Consolidation in farm equipment has accelerated over the past five years. Deere’s market share in large tractors exceeds 80 percent. When a single company controls repair access for 80 percent of the machines that work American soil, that’s not a market. That’s a toll booth.

The FTC’s settlement doesn’t solve consolidation. But it removes one lever that Deere had been using to drive it.

The Catch: Enforcement

The agreement runs through 2036, supervised by the FTC and the five plaintiff states. That matters. Deere could comply immediately, or it could drag, comply unevenly, or find new ways to lock farmers out. History suggests caution: Deere has a pattern of fighting repair-access regulations in every state and country where they’ve been proposed.
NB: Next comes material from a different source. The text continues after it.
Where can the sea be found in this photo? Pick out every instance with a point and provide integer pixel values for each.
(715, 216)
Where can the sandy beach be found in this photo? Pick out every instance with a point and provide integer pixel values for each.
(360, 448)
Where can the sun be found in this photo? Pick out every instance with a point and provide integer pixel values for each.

The FTC will have to watch. Farmers and independent shops will have to push back if Deere finds loopholes.

What Comes Next

This is a scalable model. If antitrust enforcers can crack Deere’s monopoly on tractors, they can apply the same logic to AGCO, Case IH, and the seed-and-chemical giants (Bayer/Monsanto, Corteva, BASF) that have built similar walled gardens. Right-to-repair isn’t just a farmer issue anymore — it’s an antitrust issue. The FTC just proved it.

For the next decade, farmers in America will own their own machines again. That’s not a small thing.